Why is this important?
Machine learning — and AI in general — has been around for a while. But it’s recently started accelerating at a rate that’s surprised a lot of people.
As recently as 2014, most experts thought it would be 10 years before a machine beat the world’s best players at Go. DeepMind proved them wrong. It’s becoming increasingly apparent that many tasks we once thought would be the domain of humans alone for the foreseeable future — if not forever — will be accomplished by machine learning systems much sooner than expected.
This is going to have a huge effect on politics, the economy, and society as a whole. Entire industries will be automated, leaving millions of people out of work and unable to retrain fast enough to stay ahead of ever-faster technological improvements.
This, in turn, is likely to lead to discontent on a scale never seen before. The political upheavals of 2016 are an early sign of this — the populist movements that have circled the globe, which tend towards isolationism and a rejection of the huge societal changes of the last few decades, have their roots in the communities most immediately threatened by mass job automation.
This dissatisfaction is only going to increase as machine learning systems become more and more capable. And if you think there’s a limit to what these machine learning systems can accomplish, bear in mind that the majority of AI experts think AI will be able to accomplish any intellectual task humans can perform by 2050.

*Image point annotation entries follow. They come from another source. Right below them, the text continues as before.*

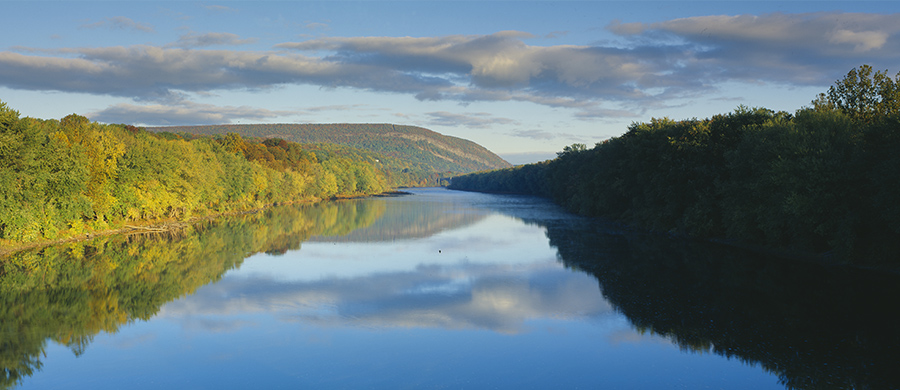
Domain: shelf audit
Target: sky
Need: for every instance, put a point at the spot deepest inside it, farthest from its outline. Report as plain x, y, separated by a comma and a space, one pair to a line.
521, 78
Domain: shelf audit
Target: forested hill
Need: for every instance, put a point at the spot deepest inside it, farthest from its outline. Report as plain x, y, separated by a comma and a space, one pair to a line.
415, 145
823, 181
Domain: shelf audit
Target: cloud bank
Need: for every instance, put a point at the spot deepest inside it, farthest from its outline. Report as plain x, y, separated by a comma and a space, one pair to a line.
652, 64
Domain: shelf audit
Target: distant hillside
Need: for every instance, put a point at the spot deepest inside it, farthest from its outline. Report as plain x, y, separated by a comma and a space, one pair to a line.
414, 145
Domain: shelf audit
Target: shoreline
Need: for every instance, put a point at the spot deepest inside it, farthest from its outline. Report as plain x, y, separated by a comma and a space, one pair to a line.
165, 226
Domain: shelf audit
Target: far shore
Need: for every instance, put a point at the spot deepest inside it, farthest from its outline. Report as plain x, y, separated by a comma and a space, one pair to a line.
170, 226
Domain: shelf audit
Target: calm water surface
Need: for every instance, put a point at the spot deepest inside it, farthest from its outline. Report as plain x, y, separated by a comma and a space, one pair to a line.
438, 289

It’s worth saying that AI is — if handled right — going to bring huge benefits to humanity as a whole. A world of machines that can work tirelessly, innovate, and improve themselves, is a world in which advances in economic efficiency make everything that came before look like the Dark Ages.
But the path to this revolution in economic efficiency will be strewn with defunct industries and discarded drafts — full of underestimates — of what we as a species think is technologically possible. Machine learning — the system described above, and others like it — is going to change the ways humans operate more than any technology that’s ever existed.